Department of Epidemiology and Biostatistics, Memorial Sloan Kettering Cancer Center, 485 Lexington Avenue, New York, NY 10017, United States.
Contemp Clin Trials. 2017 Dec;63:40-50. doi: 10.1016/j.cct.2017.02.007. Epub 2017 Feb 22.
Clinical and epidemiological studies of anticancer therapies increasingly seek to identify predictive biomarkers to obtain insights into variation in treatment benefit. For time to event endpoints, a predictive biomarker is typically assessed using the interaction between the biomarker and treatment in a proportional hazards model. Interactions are contrasts of summaries of outcomes and depend upon the choice of the outcome scale. In this paper, we investigate interaction contrasts under three scales - the natural logarithm of hazard ratio, the natural logarithm of survival probability, and survival probability at a pre-specified time. We illustrate that we can have a non-zero interaction on survival or logarithm of survival probability scales even when there is no interaction on the logarithm of hazard ratio scale. Since survival probabilities have clinically useful interpretation and are easier to convey to patients than hazard ratios, we recommend evaluating a predictive biomarker using survival probabilities. We provide empirical illustration of the three scales of interaction for evaluating a predictive biomarker using reconstructed data from a published melanoma study.

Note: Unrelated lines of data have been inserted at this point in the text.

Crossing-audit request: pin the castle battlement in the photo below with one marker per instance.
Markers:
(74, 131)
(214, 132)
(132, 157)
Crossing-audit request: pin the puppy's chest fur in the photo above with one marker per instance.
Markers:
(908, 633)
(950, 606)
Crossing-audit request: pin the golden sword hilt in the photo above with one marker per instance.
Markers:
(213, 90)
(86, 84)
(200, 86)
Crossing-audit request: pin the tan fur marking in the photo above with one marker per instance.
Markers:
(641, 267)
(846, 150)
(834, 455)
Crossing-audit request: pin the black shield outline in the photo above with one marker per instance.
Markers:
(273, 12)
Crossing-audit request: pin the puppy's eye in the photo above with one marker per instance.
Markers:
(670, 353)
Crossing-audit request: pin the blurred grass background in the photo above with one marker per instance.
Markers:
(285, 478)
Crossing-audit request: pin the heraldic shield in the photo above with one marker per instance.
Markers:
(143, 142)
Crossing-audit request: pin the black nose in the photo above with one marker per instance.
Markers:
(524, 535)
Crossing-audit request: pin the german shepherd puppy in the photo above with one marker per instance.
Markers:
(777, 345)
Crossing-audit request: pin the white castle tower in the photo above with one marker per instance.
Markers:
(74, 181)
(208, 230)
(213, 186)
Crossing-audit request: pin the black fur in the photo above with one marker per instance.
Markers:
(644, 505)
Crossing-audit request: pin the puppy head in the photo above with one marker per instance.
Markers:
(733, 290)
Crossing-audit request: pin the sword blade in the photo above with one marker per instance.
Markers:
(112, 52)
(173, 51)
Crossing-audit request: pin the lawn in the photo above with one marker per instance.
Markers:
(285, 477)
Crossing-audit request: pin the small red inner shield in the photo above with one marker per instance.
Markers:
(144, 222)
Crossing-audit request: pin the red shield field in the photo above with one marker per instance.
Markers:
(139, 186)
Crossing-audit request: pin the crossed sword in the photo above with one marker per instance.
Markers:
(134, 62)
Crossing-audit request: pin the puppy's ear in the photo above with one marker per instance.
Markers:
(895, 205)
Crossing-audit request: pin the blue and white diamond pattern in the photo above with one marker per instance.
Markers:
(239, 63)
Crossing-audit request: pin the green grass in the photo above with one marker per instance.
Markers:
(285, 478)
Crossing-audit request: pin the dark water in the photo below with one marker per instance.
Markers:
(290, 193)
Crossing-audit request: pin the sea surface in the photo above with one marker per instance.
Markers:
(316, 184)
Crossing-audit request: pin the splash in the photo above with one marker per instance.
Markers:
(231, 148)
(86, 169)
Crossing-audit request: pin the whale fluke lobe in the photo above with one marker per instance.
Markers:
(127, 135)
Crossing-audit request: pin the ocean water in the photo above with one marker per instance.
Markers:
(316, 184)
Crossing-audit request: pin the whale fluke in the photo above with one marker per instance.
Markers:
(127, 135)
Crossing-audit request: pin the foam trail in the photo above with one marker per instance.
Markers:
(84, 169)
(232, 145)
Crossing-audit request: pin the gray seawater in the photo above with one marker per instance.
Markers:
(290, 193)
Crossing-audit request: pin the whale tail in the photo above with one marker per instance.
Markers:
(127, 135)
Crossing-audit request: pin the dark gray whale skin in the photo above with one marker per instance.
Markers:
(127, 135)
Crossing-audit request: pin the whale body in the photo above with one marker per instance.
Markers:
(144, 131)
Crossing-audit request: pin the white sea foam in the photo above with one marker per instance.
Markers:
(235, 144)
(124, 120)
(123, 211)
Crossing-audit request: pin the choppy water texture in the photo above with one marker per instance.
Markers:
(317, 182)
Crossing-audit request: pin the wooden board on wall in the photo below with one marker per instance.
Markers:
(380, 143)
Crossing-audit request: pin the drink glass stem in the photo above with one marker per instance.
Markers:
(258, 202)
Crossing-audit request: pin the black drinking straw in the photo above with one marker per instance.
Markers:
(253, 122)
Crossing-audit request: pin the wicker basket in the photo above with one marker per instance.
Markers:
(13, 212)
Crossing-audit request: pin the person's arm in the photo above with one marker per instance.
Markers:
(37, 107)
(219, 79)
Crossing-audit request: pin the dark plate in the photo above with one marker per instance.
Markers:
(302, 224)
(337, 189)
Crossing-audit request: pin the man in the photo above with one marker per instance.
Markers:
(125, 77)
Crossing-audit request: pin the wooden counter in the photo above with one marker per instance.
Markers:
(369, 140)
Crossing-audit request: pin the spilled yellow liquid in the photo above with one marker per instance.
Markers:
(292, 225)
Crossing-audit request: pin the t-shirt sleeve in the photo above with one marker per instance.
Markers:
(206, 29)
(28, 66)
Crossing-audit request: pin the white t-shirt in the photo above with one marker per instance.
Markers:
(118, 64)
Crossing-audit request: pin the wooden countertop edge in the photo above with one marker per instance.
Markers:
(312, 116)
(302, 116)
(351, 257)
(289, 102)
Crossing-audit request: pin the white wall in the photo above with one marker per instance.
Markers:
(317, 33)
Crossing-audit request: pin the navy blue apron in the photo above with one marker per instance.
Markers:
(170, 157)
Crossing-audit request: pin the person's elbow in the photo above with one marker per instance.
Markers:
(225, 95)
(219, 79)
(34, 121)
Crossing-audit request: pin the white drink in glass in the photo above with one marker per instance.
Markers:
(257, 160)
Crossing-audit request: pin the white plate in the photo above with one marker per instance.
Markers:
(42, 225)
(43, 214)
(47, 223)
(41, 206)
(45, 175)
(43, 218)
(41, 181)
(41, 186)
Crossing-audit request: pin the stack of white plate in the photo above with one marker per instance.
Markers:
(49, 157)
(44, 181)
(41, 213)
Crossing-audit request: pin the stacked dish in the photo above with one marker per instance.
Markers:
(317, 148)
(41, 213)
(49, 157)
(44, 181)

抗癌疗法的临床和流行病学研究越来越多地寻求识别预测性生物标志物,以深入了解治疗效果的差异。对于事件发生时间终点,通常在比例风险模型中使用生物标志物与治疗之间的相互作用来评估预测性生物标志物。相互作用是结果摘要的对比,并且取决于结果量表的选择。在本文中,我们研究了三种量表下的相互作用对比——风险比的自然对数、生存概率的自然对数以及预先指定时间的生存概率。我们表明,即使在风险比对数量表上没有相互作用,在生存或生存概率对数量表上也可能存在非零相互作用。由于生存概率具有临床有用的解释,并且比风险比更容易向患者传达,因此我们建议使用生存概率来评估预测性生物标志物。我们使用来自一项已发表的黑色素瘤研究的重建数据,对评估预测性生物标志物的三种相互作用量表进行了实证说明。